Doing a Kaggle competition won't teach you how to analyse a business to see where a model could increase revenue, it won’t give you practice on how to deal with stakeholders or how to identify and gather the appropriate data. It also won’t help you develop the best practices for deploying models in production. All important and sometimes undervalued parts of a project.
However, this isn’t really the point of Kaggle and most Kagglers, I don’t think, would argue that doing well on the platform means you suddenly have all the skills neccessary to cover every aspect of working in business or research.
What Kaggle does provide is the chance to solve real machine learning problems that require detailed working through exploratory data analysis, feature engineering, model training and selection, ensembling and parameter tuning.
It will give you exposure to problems across a wide range of domains, from classic problems involving tabular data from finance, advertising and retail to finding innovative solutions to problems involving text, image and audio data. In addition the community is very transparent with code and analysis being frequently shared during competitions giving opportunities to learn from the work of world class data scientists.
Could working in a data science job or on personal projects give you this same level of exposure?
Kaggle competitions also reinforce the importance of a solid cross validation strategy. Anyone who has been burned by a leaderboard shake up will forever understand the importance of never taking this step lightly.
I would also argue that finding and calling out leaks and hacks often requires a depth of technical understanding and analysis that goes beyond the average data scientist. How valuable to a business is someone who has the attention to detail and data exploration skills to be able to discover flaws in data that most miss?
2. To Do Well on Kaggle You Build Solutions That Are Over-engineered
Once again, this argument has some basis in truth. Any of the top 20% of solutions in some competitions would probably be good enough to generate the value many businesses need. In the real world, additional time spent tweaking a model might be better spent on other parts of the data science process.
To start with, I would challenge that this argument assumes that all applications of data science yield the same value from all domains. The reality is that what might be diminishing returns from getting that extra level of accuracy from models in retail or manufacturing might be hugely valuable for models in finance or medicine.
Ultimately, I believe that Kaggle is about pushing the envelope of data science both in terms of being able to break through previous limitations or applying these methods to problems or domains for the first time. Image classification competitions hosted on Kaggle for example, have had a huge part to play in the evolution of this field and we see competitors now solving problems as diverse as estimating NFL player actions to detecting deep fake videos.

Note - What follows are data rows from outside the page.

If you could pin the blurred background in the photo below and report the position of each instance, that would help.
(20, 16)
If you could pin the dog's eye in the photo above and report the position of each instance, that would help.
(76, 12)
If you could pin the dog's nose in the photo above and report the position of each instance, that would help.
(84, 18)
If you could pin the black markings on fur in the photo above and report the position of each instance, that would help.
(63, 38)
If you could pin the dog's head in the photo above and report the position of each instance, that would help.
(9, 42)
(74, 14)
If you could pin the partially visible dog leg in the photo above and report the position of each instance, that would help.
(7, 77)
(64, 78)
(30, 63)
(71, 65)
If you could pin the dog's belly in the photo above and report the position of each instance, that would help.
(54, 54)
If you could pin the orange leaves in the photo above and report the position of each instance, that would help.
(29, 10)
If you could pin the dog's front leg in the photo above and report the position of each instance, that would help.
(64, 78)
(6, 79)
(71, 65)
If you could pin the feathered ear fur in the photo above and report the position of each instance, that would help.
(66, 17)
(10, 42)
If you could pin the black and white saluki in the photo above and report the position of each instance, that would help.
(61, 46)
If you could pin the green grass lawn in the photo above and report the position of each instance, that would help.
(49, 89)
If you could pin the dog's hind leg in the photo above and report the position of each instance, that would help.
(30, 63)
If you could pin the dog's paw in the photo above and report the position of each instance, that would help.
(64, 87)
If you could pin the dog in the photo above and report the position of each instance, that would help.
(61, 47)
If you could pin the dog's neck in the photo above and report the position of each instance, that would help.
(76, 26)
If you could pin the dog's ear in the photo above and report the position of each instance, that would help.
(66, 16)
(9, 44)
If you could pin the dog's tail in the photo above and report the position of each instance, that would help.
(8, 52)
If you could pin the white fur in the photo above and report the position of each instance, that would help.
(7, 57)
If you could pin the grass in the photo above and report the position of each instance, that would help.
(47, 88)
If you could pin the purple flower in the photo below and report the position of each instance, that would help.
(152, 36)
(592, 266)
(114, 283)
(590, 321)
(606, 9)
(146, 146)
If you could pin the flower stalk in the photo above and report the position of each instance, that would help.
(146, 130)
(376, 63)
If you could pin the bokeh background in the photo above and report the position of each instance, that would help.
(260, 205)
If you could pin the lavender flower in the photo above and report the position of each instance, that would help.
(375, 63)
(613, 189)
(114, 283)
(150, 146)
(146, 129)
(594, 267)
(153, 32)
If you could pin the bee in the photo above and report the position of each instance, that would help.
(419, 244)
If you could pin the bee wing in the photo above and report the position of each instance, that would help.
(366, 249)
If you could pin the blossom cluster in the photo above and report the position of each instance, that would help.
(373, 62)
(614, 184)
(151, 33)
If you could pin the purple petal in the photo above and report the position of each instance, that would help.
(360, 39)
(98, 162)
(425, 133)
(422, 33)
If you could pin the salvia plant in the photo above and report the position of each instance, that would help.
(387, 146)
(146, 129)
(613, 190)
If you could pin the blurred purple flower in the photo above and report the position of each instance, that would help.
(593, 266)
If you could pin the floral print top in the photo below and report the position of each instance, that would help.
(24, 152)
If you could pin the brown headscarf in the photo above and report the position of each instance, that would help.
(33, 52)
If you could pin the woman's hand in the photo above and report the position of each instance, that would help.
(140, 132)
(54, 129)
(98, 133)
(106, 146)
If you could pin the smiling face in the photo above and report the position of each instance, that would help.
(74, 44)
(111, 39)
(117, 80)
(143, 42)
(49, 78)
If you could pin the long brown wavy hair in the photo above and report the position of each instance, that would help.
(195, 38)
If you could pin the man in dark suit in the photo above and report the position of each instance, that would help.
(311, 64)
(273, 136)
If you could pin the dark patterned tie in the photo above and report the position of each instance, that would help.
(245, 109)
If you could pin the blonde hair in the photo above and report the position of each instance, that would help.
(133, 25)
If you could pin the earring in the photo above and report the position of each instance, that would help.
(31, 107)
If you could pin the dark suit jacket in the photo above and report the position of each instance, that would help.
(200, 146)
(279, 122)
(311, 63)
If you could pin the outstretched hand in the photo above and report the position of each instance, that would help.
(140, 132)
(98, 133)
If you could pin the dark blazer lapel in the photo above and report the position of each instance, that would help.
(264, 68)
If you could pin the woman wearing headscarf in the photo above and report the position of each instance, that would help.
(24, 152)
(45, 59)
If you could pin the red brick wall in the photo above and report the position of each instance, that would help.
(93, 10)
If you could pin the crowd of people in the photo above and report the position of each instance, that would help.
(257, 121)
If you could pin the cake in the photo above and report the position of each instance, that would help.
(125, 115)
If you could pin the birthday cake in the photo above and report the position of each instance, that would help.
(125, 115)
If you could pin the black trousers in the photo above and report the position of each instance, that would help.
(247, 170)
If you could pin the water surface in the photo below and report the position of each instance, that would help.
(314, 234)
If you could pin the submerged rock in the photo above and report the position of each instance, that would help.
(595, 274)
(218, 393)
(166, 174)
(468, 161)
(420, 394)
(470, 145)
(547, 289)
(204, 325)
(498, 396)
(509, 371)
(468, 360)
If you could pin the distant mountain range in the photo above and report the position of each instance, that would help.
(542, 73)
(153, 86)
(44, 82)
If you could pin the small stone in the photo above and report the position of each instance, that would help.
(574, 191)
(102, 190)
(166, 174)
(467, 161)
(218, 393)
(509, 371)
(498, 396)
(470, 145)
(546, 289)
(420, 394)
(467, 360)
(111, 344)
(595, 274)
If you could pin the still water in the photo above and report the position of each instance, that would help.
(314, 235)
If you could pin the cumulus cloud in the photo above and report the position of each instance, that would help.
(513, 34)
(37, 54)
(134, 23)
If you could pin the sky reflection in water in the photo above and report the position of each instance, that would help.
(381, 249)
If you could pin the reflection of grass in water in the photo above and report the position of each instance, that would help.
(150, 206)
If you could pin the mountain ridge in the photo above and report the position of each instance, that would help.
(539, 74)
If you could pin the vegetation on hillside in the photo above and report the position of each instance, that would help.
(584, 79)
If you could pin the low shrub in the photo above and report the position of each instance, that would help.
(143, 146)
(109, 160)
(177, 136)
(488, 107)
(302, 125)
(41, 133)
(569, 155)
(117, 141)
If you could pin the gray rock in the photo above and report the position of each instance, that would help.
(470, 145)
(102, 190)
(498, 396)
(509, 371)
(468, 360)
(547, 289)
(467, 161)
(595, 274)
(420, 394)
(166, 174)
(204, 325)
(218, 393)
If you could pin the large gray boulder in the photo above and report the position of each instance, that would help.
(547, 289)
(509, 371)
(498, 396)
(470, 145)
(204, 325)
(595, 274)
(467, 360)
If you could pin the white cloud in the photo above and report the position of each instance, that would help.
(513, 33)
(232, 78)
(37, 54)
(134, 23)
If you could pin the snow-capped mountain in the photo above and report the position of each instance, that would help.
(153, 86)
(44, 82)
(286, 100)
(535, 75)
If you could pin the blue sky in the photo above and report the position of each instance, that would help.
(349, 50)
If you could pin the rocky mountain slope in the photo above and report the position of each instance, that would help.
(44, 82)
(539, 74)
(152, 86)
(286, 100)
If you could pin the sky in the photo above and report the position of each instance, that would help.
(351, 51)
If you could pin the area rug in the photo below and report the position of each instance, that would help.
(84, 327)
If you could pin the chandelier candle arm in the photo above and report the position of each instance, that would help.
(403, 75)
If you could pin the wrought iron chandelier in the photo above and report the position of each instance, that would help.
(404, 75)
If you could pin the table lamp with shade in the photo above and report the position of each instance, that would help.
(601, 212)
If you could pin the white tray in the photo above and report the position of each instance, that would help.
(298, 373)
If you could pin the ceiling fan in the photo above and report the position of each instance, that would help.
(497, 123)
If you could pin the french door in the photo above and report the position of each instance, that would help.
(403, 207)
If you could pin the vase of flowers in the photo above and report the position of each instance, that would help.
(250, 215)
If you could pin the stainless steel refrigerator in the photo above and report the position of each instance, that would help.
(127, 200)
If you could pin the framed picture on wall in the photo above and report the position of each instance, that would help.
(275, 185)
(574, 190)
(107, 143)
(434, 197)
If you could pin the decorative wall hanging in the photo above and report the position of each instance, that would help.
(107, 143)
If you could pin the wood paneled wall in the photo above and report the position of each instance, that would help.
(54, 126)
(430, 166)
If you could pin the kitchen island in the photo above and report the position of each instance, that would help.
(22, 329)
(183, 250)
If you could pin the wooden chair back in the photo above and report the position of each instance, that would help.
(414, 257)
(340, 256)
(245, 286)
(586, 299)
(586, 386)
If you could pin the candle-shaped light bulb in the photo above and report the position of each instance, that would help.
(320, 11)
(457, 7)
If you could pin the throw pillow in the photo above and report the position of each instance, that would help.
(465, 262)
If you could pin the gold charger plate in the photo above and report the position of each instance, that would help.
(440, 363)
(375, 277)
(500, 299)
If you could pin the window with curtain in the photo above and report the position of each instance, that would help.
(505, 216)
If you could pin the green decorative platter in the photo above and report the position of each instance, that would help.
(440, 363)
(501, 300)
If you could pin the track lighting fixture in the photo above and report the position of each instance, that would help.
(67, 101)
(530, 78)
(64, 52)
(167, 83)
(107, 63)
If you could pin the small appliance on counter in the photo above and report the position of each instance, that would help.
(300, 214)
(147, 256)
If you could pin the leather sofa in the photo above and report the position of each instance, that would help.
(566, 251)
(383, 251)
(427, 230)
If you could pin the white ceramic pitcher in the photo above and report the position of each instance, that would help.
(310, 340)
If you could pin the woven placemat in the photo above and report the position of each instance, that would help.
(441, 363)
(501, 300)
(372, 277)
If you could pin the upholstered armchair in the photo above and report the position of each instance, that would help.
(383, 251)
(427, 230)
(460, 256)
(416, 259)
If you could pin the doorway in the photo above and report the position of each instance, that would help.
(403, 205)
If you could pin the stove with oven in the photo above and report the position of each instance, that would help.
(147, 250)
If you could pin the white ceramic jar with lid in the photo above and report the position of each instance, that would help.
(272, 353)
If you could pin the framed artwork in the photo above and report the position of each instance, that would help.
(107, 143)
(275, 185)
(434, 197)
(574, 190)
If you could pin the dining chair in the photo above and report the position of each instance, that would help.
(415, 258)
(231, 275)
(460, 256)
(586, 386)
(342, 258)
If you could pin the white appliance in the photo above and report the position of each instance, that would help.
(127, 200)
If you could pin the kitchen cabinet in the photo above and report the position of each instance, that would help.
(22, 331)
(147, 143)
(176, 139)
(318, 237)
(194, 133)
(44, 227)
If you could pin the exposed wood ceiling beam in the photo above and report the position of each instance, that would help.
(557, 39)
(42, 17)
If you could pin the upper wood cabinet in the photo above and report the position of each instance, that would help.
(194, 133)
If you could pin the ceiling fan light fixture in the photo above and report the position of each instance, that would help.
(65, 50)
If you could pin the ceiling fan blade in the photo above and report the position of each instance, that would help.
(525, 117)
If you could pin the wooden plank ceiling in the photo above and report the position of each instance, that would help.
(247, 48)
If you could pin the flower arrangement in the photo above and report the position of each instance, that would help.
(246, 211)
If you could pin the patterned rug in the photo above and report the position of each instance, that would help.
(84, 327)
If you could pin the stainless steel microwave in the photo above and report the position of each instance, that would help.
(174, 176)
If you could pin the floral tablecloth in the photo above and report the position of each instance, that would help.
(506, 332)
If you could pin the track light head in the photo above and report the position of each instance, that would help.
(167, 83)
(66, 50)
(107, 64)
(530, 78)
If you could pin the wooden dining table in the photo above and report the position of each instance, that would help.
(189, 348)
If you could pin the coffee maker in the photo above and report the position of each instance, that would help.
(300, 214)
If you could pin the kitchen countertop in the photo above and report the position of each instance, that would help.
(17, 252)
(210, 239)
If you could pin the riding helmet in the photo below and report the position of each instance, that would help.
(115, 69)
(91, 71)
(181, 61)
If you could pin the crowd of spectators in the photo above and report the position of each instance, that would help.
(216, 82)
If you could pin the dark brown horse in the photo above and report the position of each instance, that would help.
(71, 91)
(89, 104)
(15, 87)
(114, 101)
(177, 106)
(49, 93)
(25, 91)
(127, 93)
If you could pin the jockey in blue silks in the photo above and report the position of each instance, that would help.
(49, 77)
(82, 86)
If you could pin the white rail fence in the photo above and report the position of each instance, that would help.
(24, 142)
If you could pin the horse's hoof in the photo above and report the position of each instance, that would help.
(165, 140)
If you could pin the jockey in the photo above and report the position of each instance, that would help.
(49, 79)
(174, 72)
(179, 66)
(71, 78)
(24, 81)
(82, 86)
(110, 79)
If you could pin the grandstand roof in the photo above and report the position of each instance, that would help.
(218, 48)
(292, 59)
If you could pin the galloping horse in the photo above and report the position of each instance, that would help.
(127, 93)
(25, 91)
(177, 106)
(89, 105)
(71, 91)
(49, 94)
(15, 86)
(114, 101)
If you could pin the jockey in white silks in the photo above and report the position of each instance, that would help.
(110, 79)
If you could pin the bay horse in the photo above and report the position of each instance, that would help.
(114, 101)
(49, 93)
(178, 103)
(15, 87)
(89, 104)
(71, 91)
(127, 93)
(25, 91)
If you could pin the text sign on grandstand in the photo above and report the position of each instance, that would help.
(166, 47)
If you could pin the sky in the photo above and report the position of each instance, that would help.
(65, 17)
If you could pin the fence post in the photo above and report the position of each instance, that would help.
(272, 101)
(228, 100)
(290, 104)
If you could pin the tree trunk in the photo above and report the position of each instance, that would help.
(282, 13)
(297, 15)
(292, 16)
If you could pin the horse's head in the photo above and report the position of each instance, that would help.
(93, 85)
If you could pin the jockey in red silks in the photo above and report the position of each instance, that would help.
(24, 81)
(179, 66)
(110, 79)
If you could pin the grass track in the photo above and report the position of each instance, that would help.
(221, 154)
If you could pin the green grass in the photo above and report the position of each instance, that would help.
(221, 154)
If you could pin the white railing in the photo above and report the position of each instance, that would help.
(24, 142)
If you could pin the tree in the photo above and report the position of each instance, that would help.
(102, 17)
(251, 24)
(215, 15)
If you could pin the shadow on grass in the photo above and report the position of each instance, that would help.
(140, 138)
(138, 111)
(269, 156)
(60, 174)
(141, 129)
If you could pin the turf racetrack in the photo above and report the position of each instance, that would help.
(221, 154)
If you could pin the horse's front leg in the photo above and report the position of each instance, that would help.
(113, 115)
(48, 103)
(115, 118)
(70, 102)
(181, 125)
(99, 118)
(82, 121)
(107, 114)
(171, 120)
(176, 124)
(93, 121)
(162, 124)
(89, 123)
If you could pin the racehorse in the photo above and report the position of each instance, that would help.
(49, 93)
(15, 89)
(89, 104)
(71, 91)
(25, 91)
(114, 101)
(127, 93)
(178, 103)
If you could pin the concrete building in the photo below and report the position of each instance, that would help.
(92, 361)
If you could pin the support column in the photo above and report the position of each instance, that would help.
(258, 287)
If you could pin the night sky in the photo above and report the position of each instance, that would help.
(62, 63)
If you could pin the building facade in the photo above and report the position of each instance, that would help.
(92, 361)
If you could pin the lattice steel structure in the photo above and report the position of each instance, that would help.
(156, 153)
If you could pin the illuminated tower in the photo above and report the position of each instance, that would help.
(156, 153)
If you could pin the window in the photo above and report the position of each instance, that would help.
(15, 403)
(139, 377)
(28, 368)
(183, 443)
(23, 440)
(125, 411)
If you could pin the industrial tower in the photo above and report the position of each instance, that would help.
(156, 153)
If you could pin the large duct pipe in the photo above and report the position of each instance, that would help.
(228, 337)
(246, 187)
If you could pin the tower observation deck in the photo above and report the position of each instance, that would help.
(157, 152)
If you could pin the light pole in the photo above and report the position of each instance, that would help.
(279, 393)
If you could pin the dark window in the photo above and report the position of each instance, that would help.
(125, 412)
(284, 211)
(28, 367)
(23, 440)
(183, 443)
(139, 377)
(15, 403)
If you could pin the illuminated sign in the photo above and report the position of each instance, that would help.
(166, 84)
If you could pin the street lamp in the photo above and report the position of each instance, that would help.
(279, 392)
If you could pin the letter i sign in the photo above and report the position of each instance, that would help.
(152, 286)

When using data science in a commercial environement we obviously want to be efficient and balance the trade off between development time and the value returned but we should also try to push things forward and be innovative so that the next generation of tools and solutions transcend what we currently have today. In technology, what is cutting edge today is usually the status quo of tomorrow and Kaggle can play a significant role in pushing what can be done with data science.
Kaggle isn’t perfect. There are many important and often undervalued data science skills that you will not get exposure to while doing competitions and Kaggle solutions will at times be overkill. However, I believe that misses the point of what makes Kaggle such a great platform.
What you learn from Kaggle competitions is only part of the data science puzzle and while you won’t necessarily be a complete data scientist after doing well on the platform, you will likely have developed an above average competancy in many aspects of machine learning and data analysis.
Kaggle, in my opinion, is still very hard to beat for developing those kind of technical skills.